The creators of this adaptation have layered, folded, and boxed deep meaning into Sita by telling her story in a graphic novel form. Arni fits Sita's sharply simplistic narrative—collage-like—atop Chitrakar's paintings. The women pay careful attention to negative space, font type & size, and text placement & orientation (straight or slanted, inside boxes or circles). This highly visual form of storytelling allows us to mine deep meaning instantly without having to decode large blocks of text. I would argue that this graphic novel adaptation, where colors, symbols, and icons  frequently take the place of words, makes the global connections and parallels to other ancient stories easier to identify.

(The Adda Seal)

This phenomenon of near-immediate understanding is explained in another awesome graphics-based book about graphic novels called Understanding Comics: The Invisible Art by Scott McCloud. He discusses the similarities between comics and the pictorial writing/art of ancient Egyptians. Then, he goes even further back to cave paintings, an art that forms a sort of nexus between image and word. McCloud states that "pictures predate the written word by a large margin" and that many of these pictures grew into a system of symbology similar to those protolanguages we were exploring earlier (141). While there are many of these symbols in Sita's Ramayana, as a woman reading another woman's story, the symbols that immediately struck me as having strong cross-cultural connotations were the flowery forest—let's just go ahead and say garden—and the earth.

(Brueghel & Rubens) 

Western readers steeped in a culture of Judeo-Christian beliefs are surely nodding their heads right now. A garden-type paradise with beasts of the air and land, particularly snakes, certainly sounds familiar. Sita's flowery forest is a cognate to the Garden of Eden where Adam and Eve walked with their god in perfect innocence. Sita's pregnant belly holds the perfect symbol of innocence amplified by the feminine space she finds for herself within the forest. Another cognate might be Lilith of the Babylonian Talmud, she herself borrowed from older cultures, who is portrayed as a demon stalking the night, desirous of babies. In later Jewish folklore, Lilith is Adam's first wife who is made of the same clay as Adam making her a Daughter of the Earth (and not just some lousy rib). Lilith leaves the Garden when it becomes a prison of Adam's patriarchal demands, and begins her life anew in a world empty of men. Like Sita, Lilith sought the safe space which was her birthright.

(Collier)

At the back of the book, the original publishing house
Tara Books, who put Sita into our hot little hands, discusses their aim in making stories like Sita with folk art like Patua scroll-painting more modern via their graphic novel format. Tara Books wants adaptations like this to reach readers like us. When we can read across cultures, draw lines between symbols, and breathe with a story; then, can our shared human experience actually feel shared. 

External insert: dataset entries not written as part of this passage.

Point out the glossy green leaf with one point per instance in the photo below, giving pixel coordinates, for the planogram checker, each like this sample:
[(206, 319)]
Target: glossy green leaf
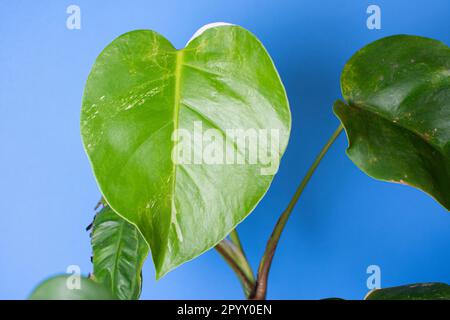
[(419, 291), (119, 252), (397, 115), (64, 287), (139, 92)]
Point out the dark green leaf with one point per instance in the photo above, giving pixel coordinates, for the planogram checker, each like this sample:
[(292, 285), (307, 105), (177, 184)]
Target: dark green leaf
[(57, 288), (397, 115), (119, 252), (140, 90), (419, 291)]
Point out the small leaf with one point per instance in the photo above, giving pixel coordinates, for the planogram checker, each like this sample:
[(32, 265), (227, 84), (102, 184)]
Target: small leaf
[(119, 252), (419, 291), (57, 288), (397, 115), (141, 92)]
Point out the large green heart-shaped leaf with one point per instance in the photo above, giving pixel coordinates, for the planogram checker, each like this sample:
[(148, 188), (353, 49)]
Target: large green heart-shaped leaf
[(142, 94), (419, 291), (397, 115), (60, 288), (119, 252)]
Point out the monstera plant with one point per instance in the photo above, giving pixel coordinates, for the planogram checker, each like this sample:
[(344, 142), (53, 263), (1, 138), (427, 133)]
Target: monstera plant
[(144, 99)]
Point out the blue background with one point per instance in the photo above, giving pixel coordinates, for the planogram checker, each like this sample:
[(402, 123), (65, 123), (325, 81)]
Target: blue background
[(345, 221)]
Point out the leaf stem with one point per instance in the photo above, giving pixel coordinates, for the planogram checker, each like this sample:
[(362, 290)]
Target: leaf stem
[(260, 289), (236, 259)]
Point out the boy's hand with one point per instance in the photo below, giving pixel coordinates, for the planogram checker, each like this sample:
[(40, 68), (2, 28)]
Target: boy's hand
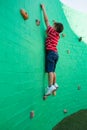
[(42, 6)]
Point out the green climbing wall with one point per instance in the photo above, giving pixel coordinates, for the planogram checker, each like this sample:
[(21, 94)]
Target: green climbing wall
[(22, 76)]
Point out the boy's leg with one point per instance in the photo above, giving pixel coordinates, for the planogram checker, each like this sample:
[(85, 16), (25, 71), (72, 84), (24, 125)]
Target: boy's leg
[(50, 78), (54, 78)]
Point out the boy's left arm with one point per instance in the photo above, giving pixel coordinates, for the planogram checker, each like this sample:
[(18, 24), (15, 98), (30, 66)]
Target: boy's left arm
[(45, 15)]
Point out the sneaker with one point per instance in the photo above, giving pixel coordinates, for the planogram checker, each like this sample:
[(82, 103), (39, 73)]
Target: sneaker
[(50, 90), (56, 86)]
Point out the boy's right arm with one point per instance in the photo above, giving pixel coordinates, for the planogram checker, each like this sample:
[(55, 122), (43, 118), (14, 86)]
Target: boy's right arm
[(45, 15)]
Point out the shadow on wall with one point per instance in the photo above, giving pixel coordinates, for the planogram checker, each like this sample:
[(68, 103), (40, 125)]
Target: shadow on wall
[(76, 121)]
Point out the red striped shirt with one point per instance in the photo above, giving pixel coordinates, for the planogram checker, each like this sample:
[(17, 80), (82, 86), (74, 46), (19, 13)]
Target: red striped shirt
[(52, 39)]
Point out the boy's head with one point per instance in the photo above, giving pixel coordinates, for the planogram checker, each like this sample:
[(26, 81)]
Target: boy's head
[(58, 27)]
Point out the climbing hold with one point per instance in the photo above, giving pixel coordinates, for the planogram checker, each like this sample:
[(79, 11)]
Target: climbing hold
[(45, 97), (32, 114), (54, 93), (37, 22), (79, 87), (68, 51), (65, 111), (63, 35), (80, 39), (24, 14)]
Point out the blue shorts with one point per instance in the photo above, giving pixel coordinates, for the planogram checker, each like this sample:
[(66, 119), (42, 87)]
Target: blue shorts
[(51, 61)]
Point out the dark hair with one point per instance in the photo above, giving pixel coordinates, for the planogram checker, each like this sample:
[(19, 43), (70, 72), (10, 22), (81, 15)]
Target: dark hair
[(59, 27)]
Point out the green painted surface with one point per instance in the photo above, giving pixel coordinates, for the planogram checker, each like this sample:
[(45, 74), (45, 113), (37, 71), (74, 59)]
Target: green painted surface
[(22, 76)]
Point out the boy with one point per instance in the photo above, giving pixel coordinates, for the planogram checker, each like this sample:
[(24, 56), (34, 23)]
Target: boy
[(51, 51)]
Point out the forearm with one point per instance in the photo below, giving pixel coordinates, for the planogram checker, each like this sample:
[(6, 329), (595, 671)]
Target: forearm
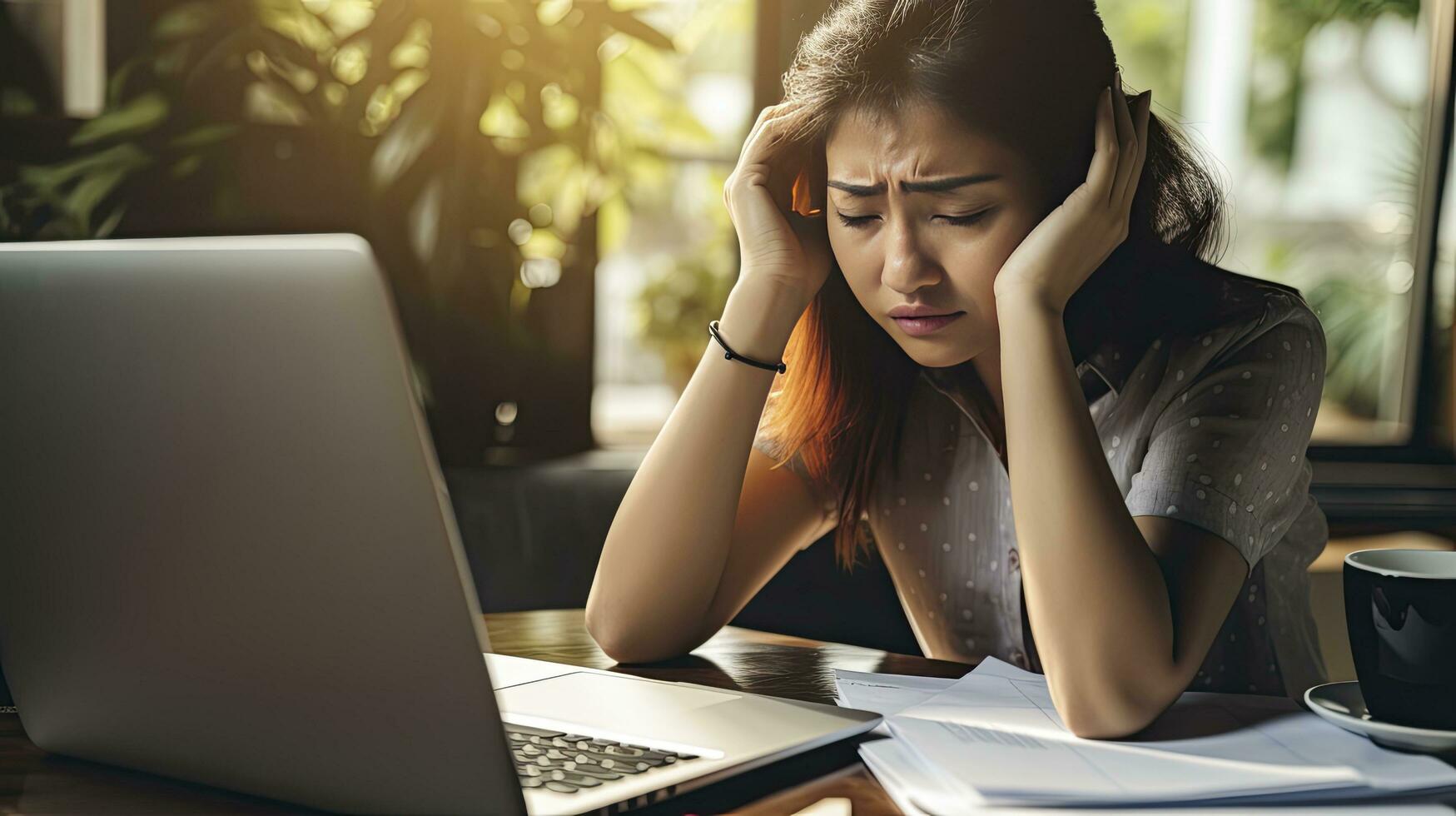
[(670, 540), (1096, 595)]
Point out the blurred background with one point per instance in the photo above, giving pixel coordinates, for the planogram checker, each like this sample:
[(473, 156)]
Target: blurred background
[(542, 181)]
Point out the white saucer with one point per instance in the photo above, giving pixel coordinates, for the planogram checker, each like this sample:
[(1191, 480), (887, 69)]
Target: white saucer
[(1343, 705)]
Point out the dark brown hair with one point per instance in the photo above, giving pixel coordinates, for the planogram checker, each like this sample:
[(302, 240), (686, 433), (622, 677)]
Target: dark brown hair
[(1028, 73)]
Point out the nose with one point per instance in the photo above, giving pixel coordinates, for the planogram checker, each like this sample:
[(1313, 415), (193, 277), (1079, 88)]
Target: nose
[(907, 267)]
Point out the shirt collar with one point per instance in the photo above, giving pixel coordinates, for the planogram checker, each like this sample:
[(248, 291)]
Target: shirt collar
[(1106, 369)]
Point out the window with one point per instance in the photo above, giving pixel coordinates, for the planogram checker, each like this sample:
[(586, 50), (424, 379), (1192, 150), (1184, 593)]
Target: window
[(1319, 117), (668, 254)]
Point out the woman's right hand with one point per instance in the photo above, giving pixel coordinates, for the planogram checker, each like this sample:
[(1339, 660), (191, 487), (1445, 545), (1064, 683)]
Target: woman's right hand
[(777, 245)]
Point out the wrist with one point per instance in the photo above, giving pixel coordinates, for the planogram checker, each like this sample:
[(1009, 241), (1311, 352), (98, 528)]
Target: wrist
[(759, 320), (1024, 305)]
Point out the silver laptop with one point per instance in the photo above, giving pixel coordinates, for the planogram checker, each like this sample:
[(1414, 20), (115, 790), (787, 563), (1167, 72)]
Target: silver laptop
[(229, 554)]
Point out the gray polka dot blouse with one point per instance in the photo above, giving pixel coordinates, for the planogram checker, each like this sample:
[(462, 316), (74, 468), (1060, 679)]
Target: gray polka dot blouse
[(1209, 429)]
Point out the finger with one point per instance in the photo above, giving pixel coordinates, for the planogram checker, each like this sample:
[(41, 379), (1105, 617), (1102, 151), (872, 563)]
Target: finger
[(1126, 140), (1104, 161), (765, 133), (1143, 107), (769, 114)]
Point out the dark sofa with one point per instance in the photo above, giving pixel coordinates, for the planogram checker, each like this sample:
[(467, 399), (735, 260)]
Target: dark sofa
[(534, 536)]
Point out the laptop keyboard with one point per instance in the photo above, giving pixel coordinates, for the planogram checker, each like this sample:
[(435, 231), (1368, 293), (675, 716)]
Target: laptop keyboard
[(568, 763)]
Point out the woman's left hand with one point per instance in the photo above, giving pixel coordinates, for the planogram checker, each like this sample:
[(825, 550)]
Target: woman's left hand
[(1063, 251)]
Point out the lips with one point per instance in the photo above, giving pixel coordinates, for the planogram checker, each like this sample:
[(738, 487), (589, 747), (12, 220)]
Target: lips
[(921, 311), (925, 324)]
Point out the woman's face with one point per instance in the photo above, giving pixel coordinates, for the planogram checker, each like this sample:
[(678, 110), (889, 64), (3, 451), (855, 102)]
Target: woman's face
[(922, 213)]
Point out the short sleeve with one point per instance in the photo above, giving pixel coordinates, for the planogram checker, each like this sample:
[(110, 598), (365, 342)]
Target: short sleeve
[(1228, 454), (823, 493)]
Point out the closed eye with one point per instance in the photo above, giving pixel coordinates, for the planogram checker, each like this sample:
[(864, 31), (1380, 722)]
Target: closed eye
[(962, 221), (952, 221)]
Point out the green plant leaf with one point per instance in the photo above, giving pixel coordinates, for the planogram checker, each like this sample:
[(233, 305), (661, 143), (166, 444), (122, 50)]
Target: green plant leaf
[(139, 116), (632, 27)]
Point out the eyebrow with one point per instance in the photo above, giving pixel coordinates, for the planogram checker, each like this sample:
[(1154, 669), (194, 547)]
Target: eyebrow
[(929, 186)]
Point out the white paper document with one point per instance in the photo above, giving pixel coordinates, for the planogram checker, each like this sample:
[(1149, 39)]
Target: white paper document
[(995, 739)]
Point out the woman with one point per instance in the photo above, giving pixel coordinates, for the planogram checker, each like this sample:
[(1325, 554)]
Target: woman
[(1009, 264)]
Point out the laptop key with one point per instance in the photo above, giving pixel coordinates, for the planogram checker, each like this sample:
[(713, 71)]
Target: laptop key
[(530, 732)]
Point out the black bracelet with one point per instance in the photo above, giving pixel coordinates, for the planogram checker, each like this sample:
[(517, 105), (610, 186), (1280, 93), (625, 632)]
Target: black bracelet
[(731, 355)]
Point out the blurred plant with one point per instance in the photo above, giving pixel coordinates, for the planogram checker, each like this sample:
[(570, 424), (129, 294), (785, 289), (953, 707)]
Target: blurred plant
[(678, 302), (1281, 34), (1150, 44), (465, 139)]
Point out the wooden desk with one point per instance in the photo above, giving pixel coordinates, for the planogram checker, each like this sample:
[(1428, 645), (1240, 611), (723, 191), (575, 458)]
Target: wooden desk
[(32, 781)]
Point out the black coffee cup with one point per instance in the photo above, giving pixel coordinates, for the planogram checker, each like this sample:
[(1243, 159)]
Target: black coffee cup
[(1401, 611)]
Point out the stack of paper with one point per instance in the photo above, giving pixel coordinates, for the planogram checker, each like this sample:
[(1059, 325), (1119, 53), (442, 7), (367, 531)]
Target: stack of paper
[(993, 739)]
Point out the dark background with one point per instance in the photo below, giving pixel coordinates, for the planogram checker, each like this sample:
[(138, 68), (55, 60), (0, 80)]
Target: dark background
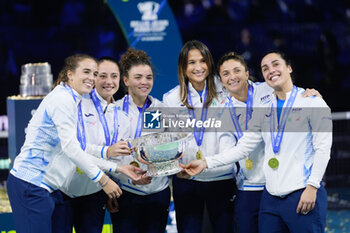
[(315, 34)]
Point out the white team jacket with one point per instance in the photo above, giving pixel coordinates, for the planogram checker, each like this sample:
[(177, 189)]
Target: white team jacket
[(158, 183), (254, 179), (213, 142), (303, 155), (52, 132)]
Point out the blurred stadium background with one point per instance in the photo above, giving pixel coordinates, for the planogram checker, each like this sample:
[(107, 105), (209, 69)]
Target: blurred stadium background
[(314, 33)]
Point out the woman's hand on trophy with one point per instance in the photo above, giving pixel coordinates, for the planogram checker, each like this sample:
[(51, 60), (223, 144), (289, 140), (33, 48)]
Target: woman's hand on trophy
[(132, 172), (311, 92), (194, 167), (110, 187), (112, 205), (120, 148), (143, 181)]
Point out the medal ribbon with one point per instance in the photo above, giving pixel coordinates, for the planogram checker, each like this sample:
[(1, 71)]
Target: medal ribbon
[(198, 133), (80, 130), (103, 120), (139, 121), (249, 110), (276, 141)]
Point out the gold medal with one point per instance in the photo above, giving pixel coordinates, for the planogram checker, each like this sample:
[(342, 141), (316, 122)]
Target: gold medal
[(79, 171), (135, 164), (273, 163), (199, 154), (249, 164)]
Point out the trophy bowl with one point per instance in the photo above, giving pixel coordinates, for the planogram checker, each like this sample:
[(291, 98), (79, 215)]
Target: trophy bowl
[(161, 151)]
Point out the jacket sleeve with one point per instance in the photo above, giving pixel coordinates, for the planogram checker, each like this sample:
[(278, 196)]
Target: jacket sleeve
[(246, 144)]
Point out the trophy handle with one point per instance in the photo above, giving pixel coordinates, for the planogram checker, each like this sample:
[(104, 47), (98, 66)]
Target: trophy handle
[(142, 157)]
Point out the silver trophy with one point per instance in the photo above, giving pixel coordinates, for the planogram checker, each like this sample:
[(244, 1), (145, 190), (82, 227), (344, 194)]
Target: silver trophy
[(161, 151)]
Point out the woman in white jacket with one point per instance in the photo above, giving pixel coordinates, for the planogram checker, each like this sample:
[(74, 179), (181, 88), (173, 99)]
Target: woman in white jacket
[(106, 127), (298, 136), (52, 131), (214, 188), (143, 207)]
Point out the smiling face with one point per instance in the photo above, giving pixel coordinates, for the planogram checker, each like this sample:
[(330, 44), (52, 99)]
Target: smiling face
[(233, 76), (139, 82), (276, 72), (107, 82), (197, 69), (82, 79)]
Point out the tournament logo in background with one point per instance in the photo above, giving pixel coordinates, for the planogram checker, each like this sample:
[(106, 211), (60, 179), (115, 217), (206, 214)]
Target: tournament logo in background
[(150, 28), (152, 119)]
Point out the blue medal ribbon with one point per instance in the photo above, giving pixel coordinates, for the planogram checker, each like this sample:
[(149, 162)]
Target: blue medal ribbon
[(139, 121), (276, 141), (198, 133), (80, 127), (103, 120), (249, 110)]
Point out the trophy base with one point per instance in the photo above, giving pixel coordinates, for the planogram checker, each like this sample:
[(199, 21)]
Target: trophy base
[(165, 168)]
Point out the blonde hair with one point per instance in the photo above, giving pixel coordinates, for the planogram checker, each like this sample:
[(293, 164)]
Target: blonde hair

*If  you are looking for another adaptation on the lines of the ones mentioned above,  this super-short short story by Ursula K. Le Guin: "She Unnames Them".


Works Cited

Arni, Samhita. Sita's Ramayana. 2011. Painted by Moyna Chitrakar. Groundwood Books, 2018.

Brueghel, Jan & Peter Paul Rubens. The Garden of Eden with the Fall of Man. 1615, Mauritshuis, The Hague.

Collier, John. Lilith. 1887, Atkinson Art Gallery, Southport.

McCloud, Scott. Understanding Comics: The Invisible Art. HarperCollins, 1993.

Sundberg, Minna. "Old World Language Families." Stand Still. Stay Silent, 14 Oct. 2014, http://www.sssscomic.com/comic.php?page=196.

The Adda Seal. Circa 2300 BCE, The British Museum.